L’intrigue se résume en quelques phrases et pourtant, le cheminement de ces deux personnages est long et douloureux. La famille de la jeune fille veut effacer toute trace de sa culture. Pour ses parents, tourner le dos à son pays revient à s’éloigner le plus possible de la Centrale. Mais la fuite, le reniement, l’oubli n’effacent pas les traumatismes anciens que portent en elles, à leur insu, les nouvelles générations. C’est ce que va lui enseigner mamie Zenka. Alexandra Koszelyk est d’origine ukrainienne. Elle partage avec son héroïne Léna un lien fort avec ses origines, tissé par les récits de sa grand-mère. A ce sujet, le chapitre consacré à la famine qui a frappé l’Ukraine dans les années 30 est remarquable.

Ivan vit une expérience fort différente. Après quelques errances il renoue avec la nature auquel son père l’avait initié.
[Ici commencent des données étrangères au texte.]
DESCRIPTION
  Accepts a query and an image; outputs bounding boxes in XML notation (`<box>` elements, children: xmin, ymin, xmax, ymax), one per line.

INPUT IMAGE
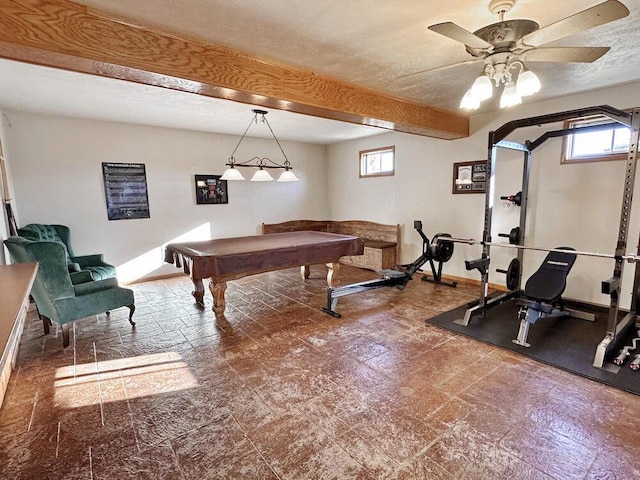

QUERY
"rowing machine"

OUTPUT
<box><xmin>322</xmin><ymin>220</ymin><xmax>456</xmax><ymax>318</ymax></box>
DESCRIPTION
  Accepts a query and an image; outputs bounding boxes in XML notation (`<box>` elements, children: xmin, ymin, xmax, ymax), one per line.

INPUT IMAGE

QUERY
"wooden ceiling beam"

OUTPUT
<box><xmin>0</xmin><ymin>0</ymin><xmax>469</xmax><ymax>139</ymax></box>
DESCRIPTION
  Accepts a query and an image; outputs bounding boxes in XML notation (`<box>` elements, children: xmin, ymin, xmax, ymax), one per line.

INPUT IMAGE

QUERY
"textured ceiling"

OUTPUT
<box><xmin>0</xmin><ymin>0</ymin><xmax>640</xmax><ymax>143</ymax></box>
<box><xmin>79</xmin><ymin>0</ymin><xmax>640</xmax><ymax>111</ymax></box>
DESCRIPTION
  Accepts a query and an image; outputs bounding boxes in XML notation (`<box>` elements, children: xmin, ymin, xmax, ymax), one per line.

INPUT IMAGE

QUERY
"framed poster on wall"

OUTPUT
<box><xmin>452</xmin><ymin>160</ymin><xmax>487</xmax><ymax>193</ymax></box>
<box><xmin>195</xmin><ymin>175</ymin><xmax>229</xmax><ymax>205</ymax></box>
<box><xmin>102</xmin><ymin>162</ymin><xmax>150</xmax><ymax>220</ymax></box>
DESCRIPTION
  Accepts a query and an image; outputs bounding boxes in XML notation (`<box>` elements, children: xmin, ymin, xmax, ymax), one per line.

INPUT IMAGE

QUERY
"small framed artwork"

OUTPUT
<box><xmin>452</xmin><ymin>160</ymin><xmax>487</xmax><ymax>193</ymax></box>
<box><xmin>195</xmin><ymin>175</ymin><xmax>229</xmax><ymax>205</ymax></box>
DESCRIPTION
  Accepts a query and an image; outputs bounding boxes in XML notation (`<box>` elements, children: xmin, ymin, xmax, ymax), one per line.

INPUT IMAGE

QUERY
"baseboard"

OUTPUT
<box><xmin>120</xmin><ymin>271</ymin><xmax>185</xmax><ymax>285</ymax></box>
<box><xmin>0</xmin><ymin>315</ymin><xmax>25</xmax><ymax>408</ymax></box>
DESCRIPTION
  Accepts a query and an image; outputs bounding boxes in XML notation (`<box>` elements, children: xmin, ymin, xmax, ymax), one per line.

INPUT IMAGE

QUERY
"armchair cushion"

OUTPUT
<box><xmin>4</xmin><ymin>237</ymin><xmax>135</xmax><ymax>347</ymax></box>
<box><xmin>18</xmin><ymin>223</ymin><xmax>116</xmax><ymax>280</ymax></box>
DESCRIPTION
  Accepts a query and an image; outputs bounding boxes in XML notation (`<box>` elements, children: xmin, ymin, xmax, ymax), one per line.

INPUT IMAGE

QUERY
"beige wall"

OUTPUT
<box><xmin>5</xmin><ymin>111</ymin><xmax>329</xmax><ymax>281</ymax></box>
<box><xmin>328</xmin><ymin>84</ymin><xmax>640</xmax><ymax>304</ymax></box>
<box><xmin>0</xmin><ymin>109</ymin><xmax>9</xmax><ymax>265</ymax></box>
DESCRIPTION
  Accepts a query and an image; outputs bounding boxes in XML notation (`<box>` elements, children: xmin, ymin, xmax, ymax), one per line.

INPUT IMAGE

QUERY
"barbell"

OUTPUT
<box><xmin>437</xmin><ymin>237</ymin><xmax>640</xmax><ymax>263</ymax></box>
Cette nature, si puissante et en même temps si affectée par la catastrophe, dont on ne sait pas vraiment s’il faut y puiser sa résilience ou la fuir comme la peste, si le salut des hommes (physique et mental) passera par elle ou loin d’elle.
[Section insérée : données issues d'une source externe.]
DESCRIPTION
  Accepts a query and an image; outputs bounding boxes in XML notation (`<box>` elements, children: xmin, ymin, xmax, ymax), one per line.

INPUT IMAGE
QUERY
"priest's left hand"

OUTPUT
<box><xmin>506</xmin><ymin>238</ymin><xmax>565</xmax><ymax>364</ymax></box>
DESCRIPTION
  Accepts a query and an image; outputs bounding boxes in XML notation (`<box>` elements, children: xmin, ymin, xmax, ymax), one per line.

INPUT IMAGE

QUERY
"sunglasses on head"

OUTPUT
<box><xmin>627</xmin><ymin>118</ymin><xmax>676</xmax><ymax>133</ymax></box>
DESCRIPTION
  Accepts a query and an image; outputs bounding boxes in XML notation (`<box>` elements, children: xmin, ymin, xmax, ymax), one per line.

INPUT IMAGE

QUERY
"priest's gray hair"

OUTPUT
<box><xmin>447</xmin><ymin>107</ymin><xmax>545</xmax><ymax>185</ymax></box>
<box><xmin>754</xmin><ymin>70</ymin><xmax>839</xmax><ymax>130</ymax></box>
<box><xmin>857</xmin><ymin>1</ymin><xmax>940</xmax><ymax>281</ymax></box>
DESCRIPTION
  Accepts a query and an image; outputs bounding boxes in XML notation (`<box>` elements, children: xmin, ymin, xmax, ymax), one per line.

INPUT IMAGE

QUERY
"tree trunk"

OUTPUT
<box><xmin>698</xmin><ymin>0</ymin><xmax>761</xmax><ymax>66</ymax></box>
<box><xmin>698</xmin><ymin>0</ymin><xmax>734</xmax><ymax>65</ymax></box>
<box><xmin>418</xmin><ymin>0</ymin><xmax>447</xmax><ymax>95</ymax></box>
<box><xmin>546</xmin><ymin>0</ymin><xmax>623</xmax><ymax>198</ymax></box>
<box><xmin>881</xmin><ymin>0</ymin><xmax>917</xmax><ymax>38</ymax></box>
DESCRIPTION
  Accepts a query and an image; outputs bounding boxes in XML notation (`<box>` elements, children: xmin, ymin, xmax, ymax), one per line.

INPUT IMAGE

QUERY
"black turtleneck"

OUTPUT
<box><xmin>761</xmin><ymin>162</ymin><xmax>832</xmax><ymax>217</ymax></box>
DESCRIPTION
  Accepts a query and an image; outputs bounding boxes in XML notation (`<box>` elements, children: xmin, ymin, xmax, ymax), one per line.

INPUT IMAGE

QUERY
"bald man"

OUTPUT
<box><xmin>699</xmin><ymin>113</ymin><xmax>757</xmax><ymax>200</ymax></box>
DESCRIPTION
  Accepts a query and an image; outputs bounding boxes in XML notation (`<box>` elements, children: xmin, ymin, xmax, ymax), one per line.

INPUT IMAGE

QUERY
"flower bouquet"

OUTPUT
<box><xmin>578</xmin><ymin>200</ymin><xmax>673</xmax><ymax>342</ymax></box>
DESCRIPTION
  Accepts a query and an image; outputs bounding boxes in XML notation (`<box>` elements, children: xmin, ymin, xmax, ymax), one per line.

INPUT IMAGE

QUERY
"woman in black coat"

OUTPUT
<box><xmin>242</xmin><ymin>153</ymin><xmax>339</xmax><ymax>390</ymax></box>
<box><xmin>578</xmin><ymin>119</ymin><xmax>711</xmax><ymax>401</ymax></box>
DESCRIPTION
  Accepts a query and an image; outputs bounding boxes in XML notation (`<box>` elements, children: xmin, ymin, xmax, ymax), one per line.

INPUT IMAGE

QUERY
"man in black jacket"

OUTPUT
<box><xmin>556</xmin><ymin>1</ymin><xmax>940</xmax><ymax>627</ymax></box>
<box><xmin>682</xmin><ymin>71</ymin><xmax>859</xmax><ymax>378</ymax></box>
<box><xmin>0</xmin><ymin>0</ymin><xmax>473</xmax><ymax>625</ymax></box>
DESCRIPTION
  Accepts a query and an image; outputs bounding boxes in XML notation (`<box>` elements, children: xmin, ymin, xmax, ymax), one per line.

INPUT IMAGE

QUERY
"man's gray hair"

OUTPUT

La trame de ce premier roman se rapproche de celle d’un conte, les allusions aux mythes se multiplient, ce n’est pas un hasard. Alexandra, qui enseigne le grec et le latin, est fascinée par les mythes. Beaucoup de symboles autour de la catastrophe de Tchernobyl renvoient d’ailleurs aux mythes et à la religion : les enceintes de confinement ne portent-elles pas les noms de sarcophage et d’arche ?
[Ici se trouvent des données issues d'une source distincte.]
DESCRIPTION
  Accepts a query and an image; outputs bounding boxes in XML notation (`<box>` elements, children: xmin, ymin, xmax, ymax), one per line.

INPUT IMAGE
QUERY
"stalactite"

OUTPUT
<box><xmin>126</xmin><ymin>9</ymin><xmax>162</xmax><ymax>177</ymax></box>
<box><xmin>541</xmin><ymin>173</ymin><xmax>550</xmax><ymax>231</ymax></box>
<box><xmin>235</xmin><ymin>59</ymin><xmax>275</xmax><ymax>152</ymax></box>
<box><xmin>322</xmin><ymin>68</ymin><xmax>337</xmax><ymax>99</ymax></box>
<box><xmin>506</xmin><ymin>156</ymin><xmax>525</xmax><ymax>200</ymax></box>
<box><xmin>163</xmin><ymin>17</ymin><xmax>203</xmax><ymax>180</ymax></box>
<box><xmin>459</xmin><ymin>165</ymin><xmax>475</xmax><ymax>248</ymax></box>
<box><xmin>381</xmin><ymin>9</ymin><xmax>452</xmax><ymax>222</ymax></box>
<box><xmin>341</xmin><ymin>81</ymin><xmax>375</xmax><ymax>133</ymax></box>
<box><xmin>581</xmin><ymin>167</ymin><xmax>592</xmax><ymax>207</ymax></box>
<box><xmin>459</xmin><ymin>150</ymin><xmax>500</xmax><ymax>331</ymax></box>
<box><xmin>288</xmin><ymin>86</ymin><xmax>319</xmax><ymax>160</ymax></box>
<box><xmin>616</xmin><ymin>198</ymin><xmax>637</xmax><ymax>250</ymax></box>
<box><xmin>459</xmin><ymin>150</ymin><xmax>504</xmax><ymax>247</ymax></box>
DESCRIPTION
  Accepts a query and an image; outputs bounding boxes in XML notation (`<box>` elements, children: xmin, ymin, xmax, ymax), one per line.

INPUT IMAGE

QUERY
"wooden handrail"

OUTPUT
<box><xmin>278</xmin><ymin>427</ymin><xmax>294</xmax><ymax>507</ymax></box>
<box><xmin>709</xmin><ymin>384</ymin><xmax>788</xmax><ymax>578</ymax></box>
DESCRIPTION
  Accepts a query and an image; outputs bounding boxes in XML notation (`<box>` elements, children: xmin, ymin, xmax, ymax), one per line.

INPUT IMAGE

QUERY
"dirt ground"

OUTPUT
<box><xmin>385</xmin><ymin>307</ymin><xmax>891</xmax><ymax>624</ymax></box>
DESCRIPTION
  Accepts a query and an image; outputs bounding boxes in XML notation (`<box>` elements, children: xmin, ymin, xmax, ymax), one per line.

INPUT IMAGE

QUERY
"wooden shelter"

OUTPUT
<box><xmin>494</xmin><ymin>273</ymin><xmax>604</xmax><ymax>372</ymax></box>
Un dernier mot sur le titre : A crier dans les ruines, poème d’Aragon, lui a été soufflé par un autre écrivain passionnant, Gilles Marchand…

#MarsAuFéminin

15 réflexions sur “À crier dans les ruines d’Alexandra Koszelyk

  1. Un livre qui a une excellente raison d’exister. J’ai vu sur Arte la série sur Tchernobyl. Un série cash, horrible qui montre ce qui s’est passé heure par heure jusqu’à l’explosion et surtout la suite qu’évoque certainement l’auteure par le biais d’une histoire sur les racines à la terre. Je dois absolument écrire cet article sur cette catastrophe. Je ne connais pas l’auteure. Je suppose qu’elle touchera plus d’une personne par l’éloignement, comme le furent au Moyen Âge Tristan et Yseult. Merci pour cette présentation et à l’auteure de rappeler ces faits. Bises gente dame

    Aimé par 3 personnes

      • Je ne connaissais pas ce livre qui complétera très bien ce que j’ai vu dans la série, qui m’a laissée une forte impression et pour laquelle j’ai vérifié certaines choses au niveau géographique d’abord. Au fur et à mesure voir où se trouvent les villes citées et la première à lancer l’alarme depuis Kiev ? A vérifier dans ma chronique écrite et à éditer. Merci pour le titre. Quant À crier dans les ruines, je vais le commander. La période n’est pas très propice, je verrai bien. J’aime beaucoup les premiers romans et celui-ci est fort tentant.